A red fox looked like it was hunting mice over in the neighbor’s yard this afternoon.
Can he smell mice through the snow?
I tried to open the window to get a better shot without window glass reflection, but the fox heard me, and immediately raised its head and looked like it would run off.
I was probably 300 feet from the fox, but obviously my muted squeaky window was quite loud to the fox.
Although the fox turned and looked like it would run back into the woods, it suddenly paused, turned back toward my backyard and started creeping up the hill between our two yards. There were two gray squirrels nosing around for seeds beneath the bird feeders, but I don’t see how the fox could have seen them because it was downhill from them.
And here is where the fox remained, squinting into the sun for about five minutes while the squirrels frisked about the bird feeders.
Oh, how I wish I could open the window (despite the -5 F temperature) to get a cleaner shot, but this will have to do.
And then…one of the squirrels made a move to visit another bird feeder, heading straight toward the fox.
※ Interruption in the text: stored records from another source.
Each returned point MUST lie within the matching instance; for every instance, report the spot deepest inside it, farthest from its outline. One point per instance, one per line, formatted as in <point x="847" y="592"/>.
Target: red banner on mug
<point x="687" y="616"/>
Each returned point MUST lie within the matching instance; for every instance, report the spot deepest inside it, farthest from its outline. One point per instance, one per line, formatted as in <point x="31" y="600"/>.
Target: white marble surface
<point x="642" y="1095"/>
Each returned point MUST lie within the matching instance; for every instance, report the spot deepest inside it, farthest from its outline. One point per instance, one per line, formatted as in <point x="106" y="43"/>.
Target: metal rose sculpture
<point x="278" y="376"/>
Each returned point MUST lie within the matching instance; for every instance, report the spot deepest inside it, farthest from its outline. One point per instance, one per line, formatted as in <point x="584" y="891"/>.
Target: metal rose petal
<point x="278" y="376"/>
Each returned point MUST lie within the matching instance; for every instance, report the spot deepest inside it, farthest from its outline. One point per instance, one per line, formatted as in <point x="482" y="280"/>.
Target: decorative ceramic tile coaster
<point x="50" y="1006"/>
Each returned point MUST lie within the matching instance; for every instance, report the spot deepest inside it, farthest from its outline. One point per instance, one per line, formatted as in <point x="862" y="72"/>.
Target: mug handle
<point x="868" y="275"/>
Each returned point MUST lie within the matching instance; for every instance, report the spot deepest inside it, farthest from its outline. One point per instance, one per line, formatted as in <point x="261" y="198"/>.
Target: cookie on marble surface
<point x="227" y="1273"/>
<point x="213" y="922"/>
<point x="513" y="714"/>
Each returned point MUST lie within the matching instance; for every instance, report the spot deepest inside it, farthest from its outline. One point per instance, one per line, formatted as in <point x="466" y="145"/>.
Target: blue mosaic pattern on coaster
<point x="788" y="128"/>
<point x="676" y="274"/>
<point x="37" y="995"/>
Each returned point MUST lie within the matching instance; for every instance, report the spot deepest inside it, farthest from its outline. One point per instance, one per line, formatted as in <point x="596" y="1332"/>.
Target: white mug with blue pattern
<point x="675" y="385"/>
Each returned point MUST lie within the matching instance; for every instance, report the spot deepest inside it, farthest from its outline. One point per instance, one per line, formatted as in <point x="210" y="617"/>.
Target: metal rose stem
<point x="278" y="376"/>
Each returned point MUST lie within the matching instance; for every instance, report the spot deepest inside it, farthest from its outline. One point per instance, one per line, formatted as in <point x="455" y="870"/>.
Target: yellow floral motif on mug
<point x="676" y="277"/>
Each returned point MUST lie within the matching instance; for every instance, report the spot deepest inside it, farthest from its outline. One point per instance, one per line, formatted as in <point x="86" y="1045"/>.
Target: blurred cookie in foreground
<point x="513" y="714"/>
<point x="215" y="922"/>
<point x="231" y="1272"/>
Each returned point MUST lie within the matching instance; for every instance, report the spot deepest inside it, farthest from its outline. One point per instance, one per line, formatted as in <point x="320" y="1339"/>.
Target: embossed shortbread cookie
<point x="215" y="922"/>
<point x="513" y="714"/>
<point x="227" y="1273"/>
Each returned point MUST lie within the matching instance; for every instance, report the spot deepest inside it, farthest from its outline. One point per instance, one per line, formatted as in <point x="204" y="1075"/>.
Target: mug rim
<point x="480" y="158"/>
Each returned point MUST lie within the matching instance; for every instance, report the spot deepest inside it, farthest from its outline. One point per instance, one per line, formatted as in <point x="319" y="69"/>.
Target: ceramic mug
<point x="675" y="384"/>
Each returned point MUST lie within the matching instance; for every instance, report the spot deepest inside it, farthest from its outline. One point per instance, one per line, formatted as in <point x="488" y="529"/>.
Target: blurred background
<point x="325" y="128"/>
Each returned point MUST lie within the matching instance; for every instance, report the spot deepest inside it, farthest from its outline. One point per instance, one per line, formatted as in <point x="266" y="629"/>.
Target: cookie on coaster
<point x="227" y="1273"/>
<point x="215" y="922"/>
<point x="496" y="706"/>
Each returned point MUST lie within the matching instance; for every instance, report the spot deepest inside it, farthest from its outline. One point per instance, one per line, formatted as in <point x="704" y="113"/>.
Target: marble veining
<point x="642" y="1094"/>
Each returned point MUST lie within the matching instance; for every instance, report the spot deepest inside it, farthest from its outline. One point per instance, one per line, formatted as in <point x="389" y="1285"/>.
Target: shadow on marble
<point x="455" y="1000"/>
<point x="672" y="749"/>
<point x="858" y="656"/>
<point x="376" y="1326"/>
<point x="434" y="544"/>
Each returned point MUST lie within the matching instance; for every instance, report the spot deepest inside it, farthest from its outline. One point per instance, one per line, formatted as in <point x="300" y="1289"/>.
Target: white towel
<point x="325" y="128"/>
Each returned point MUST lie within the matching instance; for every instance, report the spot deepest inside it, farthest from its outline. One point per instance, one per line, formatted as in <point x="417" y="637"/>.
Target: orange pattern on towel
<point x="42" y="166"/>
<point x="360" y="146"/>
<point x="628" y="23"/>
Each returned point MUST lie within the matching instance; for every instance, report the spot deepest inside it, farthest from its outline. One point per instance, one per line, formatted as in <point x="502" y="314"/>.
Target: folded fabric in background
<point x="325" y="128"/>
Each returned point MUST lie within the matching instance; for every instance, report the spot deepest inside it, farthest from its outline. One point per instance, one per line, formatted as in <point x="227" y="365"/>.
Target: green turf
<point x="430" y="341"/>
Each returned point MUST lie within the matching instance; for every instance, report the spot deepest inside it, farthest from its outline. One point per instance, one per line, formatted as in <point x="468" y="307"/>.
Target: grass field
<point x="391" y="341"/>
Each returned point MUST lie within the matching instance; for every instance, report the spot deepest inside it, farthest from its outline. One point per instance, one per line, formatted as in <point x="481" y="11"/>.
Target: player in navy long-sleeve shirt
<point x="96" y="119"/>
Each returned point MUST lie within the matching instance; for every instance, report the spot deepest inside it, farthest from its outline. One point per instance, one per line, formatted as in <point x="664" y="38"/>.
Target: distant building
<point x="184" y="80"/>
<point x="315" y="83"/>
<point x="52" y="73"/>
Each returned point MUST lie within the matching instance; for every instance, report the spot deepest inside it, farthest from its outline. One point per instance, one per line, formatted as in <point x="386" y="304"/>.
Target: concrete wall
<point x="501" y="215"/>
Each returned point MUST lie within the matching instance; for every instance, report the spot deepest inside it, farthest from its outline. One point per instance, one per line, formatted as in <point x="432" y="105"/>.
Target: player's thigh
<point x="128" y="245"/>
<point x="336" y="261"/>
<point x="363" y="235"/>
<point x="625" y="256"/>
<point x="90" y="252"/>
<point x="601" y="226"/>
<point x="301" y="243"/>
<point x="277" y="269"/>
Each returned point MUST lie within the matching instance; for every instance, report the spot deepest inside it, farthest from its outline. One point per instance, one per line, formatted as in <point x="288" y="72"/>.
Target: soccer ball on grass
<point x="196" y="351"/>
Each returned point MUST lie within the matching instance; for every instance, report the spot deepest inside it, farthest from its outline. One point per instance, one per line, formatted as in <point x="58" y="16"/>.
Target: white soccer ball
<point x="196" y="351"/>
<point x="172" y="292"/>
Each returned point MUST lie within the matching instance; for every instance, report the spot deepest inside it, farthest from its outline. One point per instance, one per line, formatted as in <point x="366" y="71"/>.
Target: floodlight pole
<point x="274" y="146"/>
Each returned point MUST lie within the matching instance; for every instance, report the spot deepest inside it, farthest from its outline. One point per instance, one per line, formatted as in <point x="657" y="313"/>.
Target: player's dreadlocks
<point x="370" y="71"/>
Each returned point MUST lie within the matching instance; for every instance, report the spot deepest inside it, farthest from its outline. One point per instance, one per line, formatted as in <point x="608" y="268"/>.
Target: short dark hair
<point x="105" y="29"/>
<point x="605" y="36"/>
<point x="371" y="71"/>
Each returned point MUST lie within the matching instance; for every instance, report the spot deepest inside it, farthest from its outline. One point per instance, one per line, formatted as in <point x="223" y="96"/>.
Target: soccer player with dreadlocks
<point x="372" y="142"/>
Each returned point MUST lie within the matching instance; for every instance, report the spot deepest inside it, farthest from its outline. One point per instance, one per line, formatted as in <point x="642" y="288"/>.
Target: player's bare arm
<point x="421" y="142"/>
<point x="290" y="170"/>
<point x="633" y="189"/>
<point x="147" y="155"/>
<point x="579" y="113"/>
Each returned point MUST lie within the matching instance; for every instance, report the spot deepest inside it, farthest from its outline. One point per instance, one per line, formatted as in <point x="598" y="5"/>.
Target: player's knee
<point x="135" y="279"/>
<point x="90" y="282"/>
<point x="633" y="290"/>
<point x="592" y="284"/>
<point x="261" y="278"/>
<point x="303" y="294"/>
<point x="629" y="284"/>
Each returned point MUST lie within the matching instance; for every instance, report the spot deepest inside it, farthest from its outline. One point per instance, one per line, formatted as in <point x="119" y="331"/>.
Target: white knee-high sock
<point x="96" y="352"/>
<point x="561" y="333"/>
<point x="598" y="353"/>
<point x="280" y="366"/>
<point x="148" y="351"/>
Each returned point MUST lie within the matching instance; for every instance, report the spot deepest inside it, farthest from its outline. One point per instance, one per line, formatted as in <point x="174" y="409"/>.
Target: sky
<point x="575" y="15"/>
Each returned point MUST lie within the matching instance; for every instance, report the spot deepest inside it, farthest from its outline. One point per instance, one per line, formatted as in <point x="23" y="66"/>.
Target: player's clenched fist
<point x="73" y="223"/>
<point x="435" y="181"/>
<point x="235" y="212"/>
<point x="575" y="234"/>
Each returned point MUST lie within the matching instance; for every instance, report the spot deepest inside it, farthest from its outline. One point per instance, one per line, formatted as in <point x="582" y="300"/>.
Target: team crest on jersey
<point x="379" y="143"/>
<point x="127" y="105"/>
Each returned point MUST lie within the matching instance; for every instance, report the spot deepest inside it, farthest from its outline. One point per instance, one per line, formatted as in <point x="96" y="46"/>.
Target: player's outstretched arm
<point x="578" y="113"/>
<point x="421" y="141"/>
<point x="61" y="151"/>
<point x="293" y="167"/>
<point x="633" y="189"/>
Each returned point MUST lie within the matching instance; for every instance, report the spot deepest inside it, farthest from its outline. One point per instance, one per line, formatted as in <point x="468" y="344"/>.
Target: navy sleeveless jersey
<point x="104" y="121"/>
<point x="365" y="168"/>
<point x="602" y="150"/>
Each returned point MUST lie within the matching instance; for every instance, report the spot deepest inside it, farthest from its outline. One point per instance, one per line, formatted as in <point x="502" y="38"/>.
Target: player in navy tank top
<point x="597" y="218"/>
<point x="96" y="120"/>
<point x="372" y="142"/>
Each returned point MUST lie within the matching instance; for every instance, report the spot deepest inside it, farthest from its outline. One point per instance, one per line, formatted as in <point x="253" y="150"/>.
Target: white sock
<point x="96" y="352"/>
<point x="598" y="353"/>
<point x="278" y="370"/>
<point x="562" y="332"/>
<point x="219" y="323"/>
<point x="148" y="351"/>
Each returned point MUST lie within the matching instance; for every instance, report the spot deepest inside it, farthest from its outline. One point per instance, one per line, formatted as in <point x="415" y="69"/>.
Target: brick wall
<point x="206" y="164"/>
And the fox made its move.
Amazing how fast that fox closed on the unsuspecting squirrel.
Two giant leaps and he was on it. Finally the squirrel took evasive action, but it was too little too late.
But of course the collision between fox and squirrel took place exactly where I had no window view. However, I was able to verify that the fox ran off up the neighbor’s hill with a big lump of squirrel in its jaws.
At first I was glad to see that the squirrel population was reduced by one because the backyard is overrun with them. But if squirrels are what bring foxes to my backyard, then I should be happy the pesky squirrels are so numerous.